Examples of equipment considered as indirect costs:
- General office equipment and furnishings
- Modular offices
- Telephone networks
- Information technology equipment and services
- Reproduction and printing equipment
- Motor vehicles
- Air conditioning equipment
When may equipment be charged as a direct cost?
Special-purpose equipment necessary for the performance of the research that can be identified specifically with a sponsored project may be charged as a direct cost.
Examples of special purpose equipment that may be charged as a direct expense:
- X-ray machines
- Surgical instruments
- High-end server/data storage devices for a particular project
If you plan to charge specialized equipment as a direct cost:
- If the expense is anticipated, include it in the budget and budget justification at the proposal stage.

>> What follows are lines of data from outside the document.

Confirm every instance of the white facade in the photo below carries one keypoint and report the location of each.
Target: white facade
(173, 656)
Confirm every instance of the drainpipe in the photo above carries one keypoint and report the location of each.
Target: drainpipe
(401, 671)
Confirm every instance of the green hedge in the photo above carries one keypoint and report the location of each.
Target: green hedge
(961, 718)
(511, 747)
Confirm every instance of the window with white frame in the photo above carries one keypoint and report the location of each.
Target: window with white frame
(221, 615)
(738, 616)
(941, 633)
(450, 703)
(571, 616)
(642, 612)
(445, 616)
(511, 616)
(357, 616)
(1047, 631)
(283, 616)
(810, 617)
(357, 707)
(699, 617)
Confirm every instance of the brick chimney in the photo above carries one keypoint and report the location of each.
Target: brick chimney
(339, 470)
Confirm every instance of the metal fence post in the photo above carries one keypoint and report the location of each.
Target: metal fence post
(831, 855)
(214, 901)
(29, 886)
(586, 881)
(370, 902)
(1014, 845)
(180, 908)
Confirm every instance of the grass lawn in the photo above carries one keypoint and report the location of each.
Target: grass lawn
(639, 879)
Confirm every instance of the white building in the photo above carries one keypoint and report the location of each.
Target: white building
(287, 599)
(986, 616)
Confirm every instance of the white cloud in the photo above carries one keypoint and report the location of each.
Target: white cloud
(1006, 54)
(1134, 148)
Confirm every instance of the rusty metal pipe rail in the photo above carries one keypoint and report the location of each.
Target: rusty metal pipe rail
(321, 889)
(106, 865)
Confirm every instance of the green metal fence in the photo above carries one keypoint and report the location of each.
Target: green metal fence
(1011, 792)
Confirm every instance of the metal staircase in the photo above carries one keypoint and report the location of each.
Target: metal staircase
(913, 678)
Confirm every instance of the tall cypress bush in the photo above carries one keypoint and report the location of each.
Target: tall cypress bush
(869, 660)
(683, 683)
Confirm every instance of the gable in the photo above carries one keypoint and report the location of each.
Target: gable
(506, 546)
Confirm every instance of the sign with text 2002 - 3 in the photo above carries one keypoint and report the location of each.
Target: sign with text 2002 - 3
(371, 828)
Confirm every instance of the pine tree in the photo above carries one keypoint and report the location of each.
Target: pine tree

- Define how the specialized equipment is to be used and why it is essential to the success of the sponsored project.
- Limit the purchase to equipment with capabilities that meet the needs of the project (i.e., avoid purchasing high-end equipment that exceeds project needs).
- Conform to all specific restrictions and approval requirements outlined in the terms and conditions of the award.
- The equipment must be purchased early in the award and not in the last six months of the project.